1. Introduction
[IDNA] describes an architecture for supporting internationalized domain names. Labels containing non-ASCII characters can be represented by ACE labels, which begin with a special ACE prefix and contain only ASCII characters. The remainder of the label after the prefix is a Punycode encoding of a Unicode string satisfying certain constraints. For the details of the prefix and constraints, see [IDNA] and [NAMEPREP]. Punycode is an instance of a more general algorithm called Bootstring, which allows strings composed from a small set of "basic" code points to uniquely represent any string of code points drawn from a larger set. Punycode is Bootstring with particular parameter values appropriate for IDNA.
1.1. Features
Bootstring has been designed to have the following features: * Completeness: Every extended string (sequence of arbitrary code points) can be represented by a basic string (sequence of basic code points). Restrictions on what strings are allowed, and on length, can be imposed by higher layers. * Uniqueness: There is at most one basic string that represents a given extended string. * Reversibility: Any extended string mapped to a basic string can be recovered from that basic string. * Efficient encoding: The ratio of basic string length to extended string length is small.
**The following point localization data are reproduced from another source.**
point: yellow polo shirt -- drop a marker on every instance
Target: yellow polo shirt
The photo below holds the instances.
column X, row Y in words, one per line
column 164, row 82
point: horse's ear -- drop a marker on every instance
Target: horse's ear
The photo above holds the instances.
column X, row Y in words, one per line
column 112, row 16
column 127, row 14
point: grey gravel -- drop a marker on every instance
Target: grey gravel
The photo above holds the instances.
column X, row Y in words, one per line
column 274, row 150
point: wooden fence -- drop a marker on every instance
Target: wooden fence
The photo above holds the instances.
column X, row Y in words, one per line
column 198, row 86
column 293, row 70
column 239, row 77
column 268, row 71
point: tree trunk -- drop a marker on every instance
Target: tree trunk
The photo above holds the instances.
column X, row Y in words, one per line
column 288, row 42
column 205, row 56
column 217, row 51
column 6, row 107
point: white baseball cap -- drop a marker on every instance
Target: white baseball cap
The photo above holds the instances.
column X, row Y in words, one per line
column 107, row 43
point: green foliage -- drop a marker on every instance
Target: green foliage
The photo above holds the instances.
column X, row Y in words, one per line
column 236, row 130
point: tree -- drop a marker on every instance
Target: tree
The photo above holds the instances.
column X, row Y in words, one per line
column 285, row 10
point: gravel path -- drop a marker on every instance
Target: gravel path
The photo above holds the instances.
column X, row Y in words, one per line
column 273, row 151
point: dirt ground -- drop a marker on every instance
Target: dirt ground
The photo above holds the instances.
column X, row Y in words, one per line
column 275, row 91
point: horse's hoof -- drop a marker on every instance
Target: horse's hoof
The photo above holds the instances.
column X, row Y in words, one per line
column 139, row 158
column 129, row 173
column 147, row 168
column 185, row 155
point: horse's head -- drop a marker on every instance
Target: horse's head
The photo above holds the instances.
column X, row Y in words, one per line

This is important in the context of domain names because RFC 1034std13 [RFC1034] restricts the length of a domain label to 63 characters. * Simplicity: The encoding and decoding algorithms are reasonably simple to implement. The goals of efficiency and simplicity are at odds; Bootstring aims at a good balance between them. * Readability: Basic code points appearing in the extended string are represented as themselves in the basic string (although the main purpose is to improve efficiency, not readability). Punycode can also support an additional feature that is not used by the ToASCII and ToUnicode operations of [IDNA]. When extended strings are case-folded prior to encoding, the basic string can use mixed case to tell how to convert the folded string into a mixed-case string. See appendix A "Mixed-case annotation".
1.2. Interaction of protocol parts
Punycode is used by the IDNA protocol [IDNA] for converting domain labels into ASCII; it is not designed for any other purpose. It is explicitly not designed for processing arbitrary free text.